On Board: My Life in the Navy, Government and Business 8


Paul Ignatius
2006, Naval Institute Press
Hardcover, 285 pp., $30

This small selection from the dozens of stories in On Board is in advance of the author’s appearances in Glendale, on Sunday, May 30, 2010 at 3 p.m. at the Glendale Central Library to talk about his book, and on Monday, May 31, 2010, 9:30 a.m. as Keynote Speaker of the Glendale Memorial Day Ceremonies.

Ignatius’ autobiography is a perspective on modern American history from a man who had a significant part in shaping deals between defense contractors and U.S. military clients during WWII and the Cold War, and went on to hold high posts in the newspaper and airline industries.

Born in Glendale in 1920 to parents of Armenian descent, Paul R. Ignatius graduated from Hoover High School as class president in 1938, went on to USC, then entered Harvard Business School’s industrial administration and war production program which included a military commission. After his WWII Navy service, Ignatius completed his Harvard MBA, established a consulting firm, and was appointed to Pentagon posts culminating with his service as Secretary of the Navy during the Johnson Administration. After Nixon’s election, Ignatius segued into managing the Washington Post, then heading the Air Transport Association.

Student of modern American history and the “military-industrial complex” will be fascinated by the stories of his career ladder climb, and the issues he faced at different steps. Some of his ruminations in the book:

On procurement of bombs for Vietnam operations:

I was appalled by the amount of ordnance we were expending on a rural country with no well-established industrial base. On more than one occasion, I spoke to Army Secretary Resor about the huge quantities of artillery ammunition…

On the F-111:

I found myself in the middle of an emotionally charged controversy that had grown in intensity over a period of many months…The climate was so hot that even if the F-111B were an excellent airplane-which it was not-the Navy wouldn’t have wanted any part of it.
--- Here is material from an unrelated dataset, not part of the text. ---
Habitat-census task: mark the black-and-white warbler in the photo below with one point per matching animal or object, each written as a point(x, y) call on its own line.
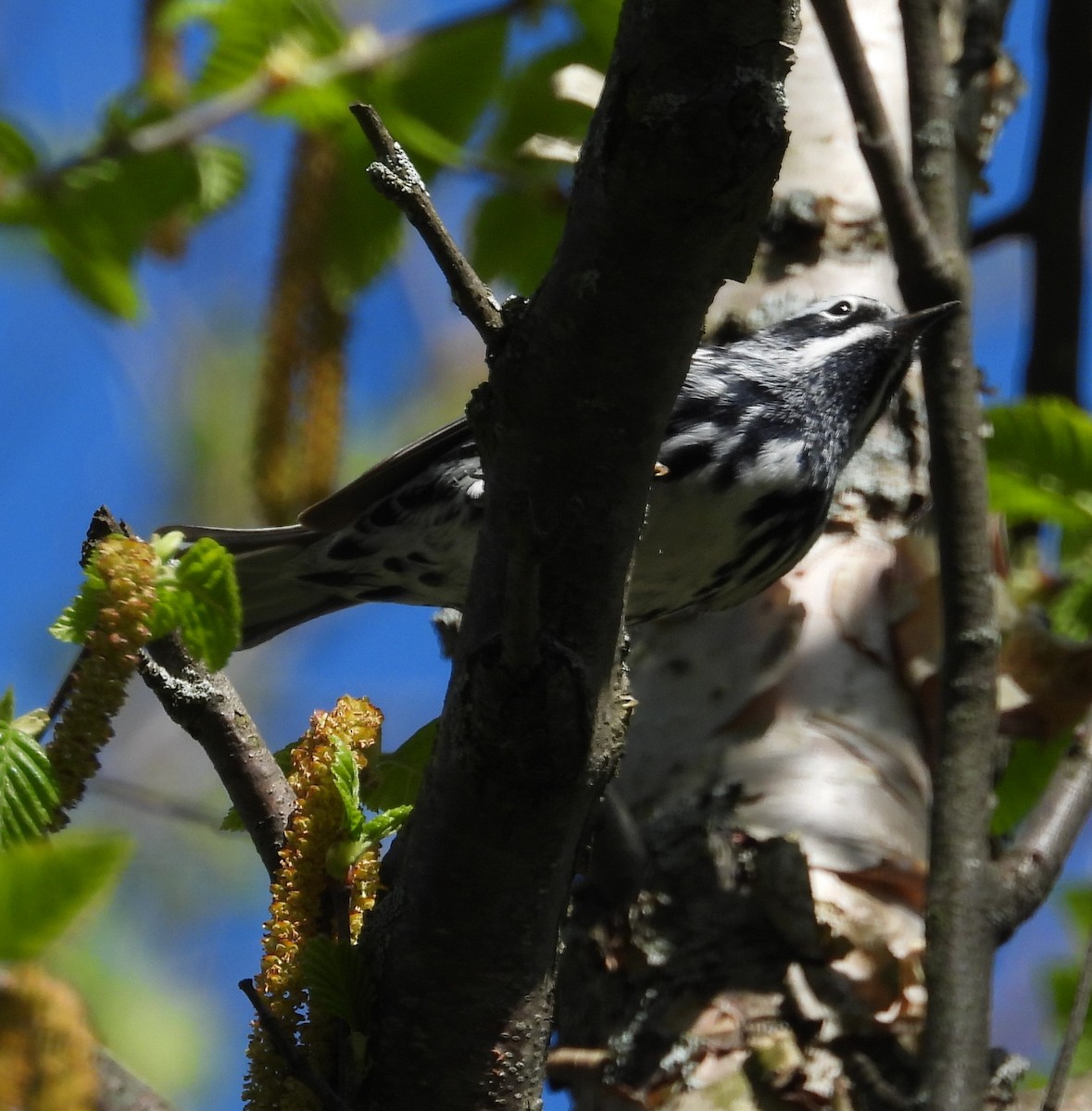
point(758, 438)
Ignatius began a short stint as President of the Washington Post after Nixon took office. His memories of publisher Katherine Graham and his approach to changing newsroom technology (!) and union press workers, offer fascinating anecdotes for students of print journalism history.

On “the newspaper business”:

For roughly six decades, from around 1890 to the middle 1950s, there were no significant changes in the post-Civil War technology…a quick walk through the Post composing room showed what was beginning to happen.

…How fast should we move into the promising new world? Who in the managerial ranks should direct the effort? How could we be sure that the anticipated savings would be realized?

It was easier to pose questions than to find the right answers.

In 2010, the word “profit” would replace “savings” in that last question, but as with his earlier career stories the issues Ignatius faced and how he dealt with them are still instructive today.

Ignatius went on to head a trade group, the Air Transport Association, and while he eschewed a typical lobbyist’s approach, he chose the job because it offered an intellectual challenge:

ATA had to forge industry views on complex operational and safety issues…

Five major problem areas dominated my period of service: hijacking and airline security; the air traffic controllers’ strike; fuel cost increases arising from the Arab oil embargo in 1983 and the Iranian Revolution in 1979; the battle over airline deregulation; and the persistent shortages of airport and airways capacity.

The whole book is a fascinating account of a 20th-century first generation Armenian-American’s success in the military, government, and business.

Thanks to Hoover High School for its 1938 yearbook photos of the school and class president Paul Ignatius, taken from a PowerPoint presentation made for Ignatius when he visited three years ago:

Hoover High School 1938 blog photo

Ignatius Hoover Student Body blog photo

Paul Ignatius also wrote Now I Know in Part, a privately-published book about his childhood and youth.